Jesse’s Patio Puppies

Grate and squeeze yellow, white, or green squash. For one cup grated squash and a quarter cup each of diced onions and poblanos, mix with two cups self-rising white corn meal.

Add a large egg, well-beaten, about ¾ cup whole milk, and ½ cup vegetable oil. Stir until just mixed and drop by spoonfuls into hot oil.

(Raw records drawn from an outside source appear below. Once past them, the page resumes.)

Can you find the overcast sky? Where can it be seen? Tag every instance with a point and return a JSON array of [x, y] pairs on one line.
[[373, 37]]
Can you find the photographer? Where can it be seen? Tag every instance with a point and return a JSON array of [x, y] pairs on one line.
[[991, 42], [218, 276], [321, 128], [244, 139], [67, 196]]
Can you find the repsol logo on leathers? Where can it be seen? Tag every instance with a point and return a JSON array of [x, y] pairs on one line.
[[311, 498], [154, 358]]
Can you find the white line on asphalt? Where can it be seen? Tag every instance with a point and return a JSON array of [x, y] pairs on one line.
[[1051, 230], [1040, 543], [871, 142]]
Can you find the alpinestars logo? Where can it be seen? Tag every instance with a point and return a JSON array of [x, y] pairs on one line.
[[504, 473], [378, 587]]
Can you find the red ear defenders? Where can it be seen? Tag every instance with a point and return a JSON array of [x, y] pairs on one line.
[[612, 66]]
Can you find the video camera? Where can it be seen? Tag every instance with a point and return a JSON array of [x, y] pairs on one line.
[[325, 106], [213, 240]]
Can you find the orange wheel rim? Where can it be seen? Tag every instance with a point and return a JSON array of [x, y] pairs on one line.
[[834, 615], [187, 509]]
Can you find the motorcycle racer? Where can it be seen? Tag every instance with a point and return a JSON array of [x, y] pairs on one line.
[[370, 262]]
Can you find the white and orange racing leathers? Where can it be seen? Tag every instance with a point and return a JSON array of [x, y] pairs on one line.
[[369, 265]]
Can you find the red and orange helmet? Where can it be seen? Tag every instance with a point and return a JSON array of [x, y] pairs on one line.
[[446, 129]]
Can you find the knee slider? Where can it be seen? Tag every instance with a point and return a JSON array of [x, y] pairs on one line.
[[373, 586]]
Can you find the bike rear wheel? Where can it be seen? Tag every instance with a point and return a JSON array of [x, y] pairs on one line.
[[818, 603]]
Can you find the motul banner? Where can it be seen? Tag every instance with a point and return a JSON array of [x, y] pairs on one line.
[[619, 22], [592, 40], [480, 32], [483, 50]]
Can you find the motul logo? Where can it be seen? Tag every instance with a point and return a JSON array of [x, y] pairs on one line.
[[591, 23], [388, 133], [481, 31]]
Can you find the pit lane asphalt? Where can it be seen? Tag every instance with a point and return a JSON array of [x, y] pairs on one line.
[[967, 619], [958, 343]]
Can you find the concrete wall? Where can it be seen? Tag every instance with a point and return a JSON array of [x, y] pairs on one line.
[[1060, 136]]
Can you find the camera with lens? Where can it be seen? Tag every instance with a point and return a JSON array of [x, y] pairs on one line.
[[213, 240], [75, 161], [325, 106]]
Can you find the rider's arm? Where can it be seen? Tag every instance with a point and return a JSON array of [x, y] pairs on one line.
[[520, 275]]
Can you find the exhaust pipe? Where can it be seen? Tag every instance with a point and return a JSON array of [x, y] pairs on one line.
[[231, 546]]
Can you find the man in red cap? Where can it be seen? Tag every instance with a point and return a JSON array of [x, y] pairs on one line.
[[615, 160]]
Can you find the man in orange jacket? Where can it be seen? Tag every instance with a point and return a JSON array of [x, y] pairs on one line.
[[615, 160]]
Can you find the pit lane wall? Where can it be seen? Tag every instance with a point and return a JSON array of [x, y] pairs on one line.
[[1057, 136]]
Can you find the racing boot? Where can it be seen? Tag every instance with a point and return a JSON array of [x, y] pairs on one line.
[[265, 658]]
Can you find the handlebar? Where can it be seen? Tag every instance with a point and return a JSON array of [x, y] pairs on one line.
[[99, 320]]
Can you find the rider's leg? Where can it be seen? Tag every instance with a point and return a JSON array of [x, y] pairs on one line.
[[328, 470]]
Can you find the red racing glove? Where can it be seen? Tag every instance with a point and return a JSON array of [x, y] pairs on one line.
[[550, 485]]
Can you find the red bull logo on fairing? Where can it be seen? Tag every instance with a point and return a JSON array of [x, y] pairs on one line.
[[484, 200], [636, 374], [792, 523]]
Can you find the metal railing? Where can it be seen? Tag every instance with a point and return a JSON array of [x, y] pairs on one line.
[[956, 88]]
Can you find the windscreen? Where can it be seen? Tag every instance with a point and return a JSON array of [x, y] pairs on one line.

Puppies rise and turn as they cook. When brown, put pups on paper towels in a skillet and set them in a warm oven to crisp. Serve with a citrus-y comeback or a thin salsa.

Cucumber Lime Sorbet

This recipe comes from my pal David Odom. Puree two peeled chopped cucumbers, one cup simple syrup, 1/4 cup of fresh lime juice, a pinch of salt and 5 basil leaves in ta blender, then press through a fine screen. Pour the mixture into a container, and float a cleaned egg in the mixture . If a quarter sized portion of the shell is showing you are good, if not add more syrup. Chill mixture then run in ice cream maker.

Banana Pudding Cookies

For best flavor, you must use bananas that are soft, aromatic, and with a light freckling. The vanilla wafers should just be broken up into small pieces, not reduced to crumbs. Some people top these with whipped cream and a banana slice, but that makes them soggy.

1/2 cup softened butter
1 cup cane sugar
1 teaspoon pure vanilla extract
1 ripe banana mashed
1 package banana cream instant pudding mix
2 large eggs, lightly beaten
2 1/2 cups flour
1/2 teaspoon baking soda
1 cup white chocolate chips
1 cup smashed vanilla wafers

Preheat oven to 350, and line baking pans with lightly oiled parchment paper. Combine flour and baking soda, then set aside. Cream butter and sugar thoroughly, add the banana, pudding mix, and eggs. Mix until smooth and slowly stir in the dry ingredients, then blend in the chips and wafers. Use about a tablespoon of dough for each cookie. Bake until lightly browned, about ten minutes.

Oven Ribs

Unless you have a pit handy, can afford one of those expensive outdoor cookers capable of maintaining a low even temperature for a very long time, or–like me–just don’t like tending to a fire in the blazing heat of a Mississippi summer, oven ribs are your option; a crock pot just don’t cut it.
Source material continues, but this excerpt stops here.